4. Landkreis Forchheim: Bei der Ewigen Anbetung in Obertrubach Anfang Januar dieses Jahres wollte ein 21-jähriger Autofahrer aus der Gemeinde die Absperrung von Polizei und Feuerwehr am frühen Abend mit seinem Wagen durchbrechen. Warnende Handzeichen der Helfer ignorierte er, rief frech "hier ist 100 erlaubt" aus dem Fahrzeug. Als er gestoppt wurde, beschimpfte er Feuerwehrleute weiter, bretterte danach los und gefährdete so eine Frau sowie deren Kind. Die Folge: Jetzt ermittelt die Polizei gegen den Verkehrsrowdy. Warum der junge Mann so reagierte, verwundert selbst die Einstzkräfte.

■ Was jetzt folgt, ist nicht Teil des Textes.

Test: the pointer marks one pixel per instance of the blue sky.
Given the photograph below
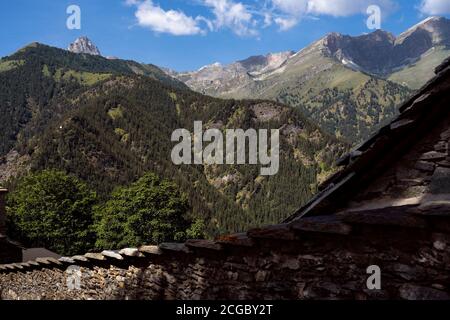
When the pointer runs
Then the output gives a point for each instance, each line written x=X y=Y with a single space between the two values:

Andreas Kirsch, Kommandant der Freiwilligen Feuerwehr Wolfsberg, sagte nach dem Vorfall: "Diskussionen gibt es manchmal, aber so eine Überreaktion habe ich beim Lichterfest noch nicht erlebt." Florian Burkhardt, Pressesprecher des Kreisfeuerwehrverbandes, vermutet, dass solche Fälle nicht zunehmen würden: "Es gibt nur eine größere mediale Aufmerksamkeit." Burkhardt rät den Rettungskräften: "Wir dürfen uns nicht provozieren lassen, sonst begeben wir uns auf die gleiche Ebene."
5. Bamberg: Auf die Frage, ob es Erfahrungen mit Pöbeleien gibt, antwortet Thomas Stemper, Wachleiter beim BRK Bamberg: "Natürlich." Da klopfen Autofahrer an die Scheibe des Rettungswagens und fragen: "Wann seid ihr endlich fertig?". "Oder sie gehen ins Haus und suchen unsere Mannschaft - um zu erfahren, wann wir weg fahren." Immerhin: Bei allen Anfeindungen werden wir auch gelobt. "Das freut einen schon, wenn sich jemand die Mühe macht, und extra noch mal anruft", so Stemper weiter.